An agent that replies to everything in a thread is annoying. Two humans having a side conversation and Junior chimes in on every message? People will mute it. And then you’ve built something nobody uses.

When a message arrives in a subscribed thread, it goes through a classifier first:

const replyDecisionSchema = z.object({
  should_reply: z.boolean(),
  confidence: z.number().min(0).max(1),
  reason: z.string().max(160).optional(),
});

const ROUTER_CONFIDENCE_THRESHOLD = 0.72;

async function shouldReplyInSubscribedThread(args: {
  rawText: string;
  text: string;
  conversationContext?: string;
  isExplicitMention?: boolean;
}): Promise<{ shouldReply: boolean; reason: string }> {
  // Explicit mentions always get a reply
  if (args.isExplicitMention) {
    return { shouldReply: true, reason: "explicit mention" };
  }

  // Ask a cheap, fast model: should I respond to this?
  const result = await completeObject({
    modelId: botConfig.routerModelId,
    schema: replyDecisionSchema,
    maxTokens: 120,
    temperature: 0,
    system: routerSystemPrompt,
    prompt: args.rawText,
  });

  if (!result.object.should_reply)
    return { shouldReply: false, reason: result.object.reason };
  if (result.object.confidence < ROUTER_CONFIDENCE_THRESHOLD) {
    return {
      shouldReply: false,
      reason: `low confidence (${result.object.confidence})`,
    };
  }

  return { shouldReply: true, reason: result.object.reason };
}

Small cheap model, structured output, confidence threshold. Below 0.72, Junior stays quiet. Explicit @-mentions skip the classifier entirely.

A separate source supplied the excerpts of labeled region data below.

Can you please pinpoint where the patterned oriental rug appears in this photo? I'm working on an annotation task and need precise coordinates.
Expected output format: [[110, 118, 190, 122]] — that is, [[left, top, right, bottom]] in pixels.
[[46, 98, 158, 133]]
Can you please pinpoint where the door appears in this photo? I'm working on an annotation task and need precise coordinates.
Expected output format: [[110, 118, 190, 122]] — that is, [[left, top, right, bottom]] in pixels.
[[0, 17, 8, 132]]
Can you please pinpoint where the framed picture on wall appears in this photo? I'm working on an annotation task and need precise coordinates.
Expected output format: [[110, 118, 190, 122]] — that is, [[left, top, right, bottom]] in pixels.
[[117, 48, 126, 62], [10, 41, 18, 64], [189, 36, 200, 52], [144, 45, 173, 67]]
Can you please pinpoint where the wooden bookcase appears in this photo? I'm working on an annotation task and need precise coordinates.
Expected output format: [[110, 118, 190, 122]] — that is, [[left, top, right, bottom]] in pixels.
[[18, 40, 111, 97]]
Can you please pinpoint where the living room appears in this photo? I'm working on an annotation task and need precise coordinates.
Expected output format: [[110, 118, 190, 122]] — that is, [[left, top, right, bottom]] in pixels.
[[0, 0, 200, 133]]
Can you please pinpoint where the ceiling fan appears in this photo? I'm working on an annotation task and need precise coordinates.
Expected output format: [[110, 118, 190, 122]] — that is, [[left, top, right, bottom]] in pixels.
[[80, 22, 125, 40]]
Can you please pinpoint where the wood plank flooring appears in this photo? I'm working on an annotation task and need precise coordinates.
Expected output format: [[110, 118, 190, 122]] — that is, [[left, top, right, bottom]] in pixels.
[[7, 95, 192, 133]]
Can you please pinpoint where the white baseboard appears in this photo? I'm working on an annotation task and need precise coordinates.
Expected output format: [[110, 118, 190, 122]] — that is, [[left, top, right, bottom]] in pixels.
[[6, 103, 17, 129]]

The classifier doesn’t just see the raw message — it gets thread context and knows the assistant’s name. It’s deciding “is this directed at Junior?” not “does this need a response?” That distinction matters. “Can someone look into this?” in a thread where Junior has been helping? Probably directed at Junior. Same message in a thread where two engineers are debugging? Probably not.

Nobody notices when the bot correctly doesn’t respond. But they definitely notice when it incorrectly does.

#So

The part I’m most excited about is the skills system — capabilities as markdown files is a genuinely powerful idea, and it’s still early. Part of the goal was making the bot hackable: anyone at Sentry can use our /skill-creator to extend or refine what Junior can do, no TypeScript required. I wrote more about skills and Warden in Skill Synthesis. We’re considering open sourcing Junior if there’s demand — hopefully this was a useful look at how it all fits together.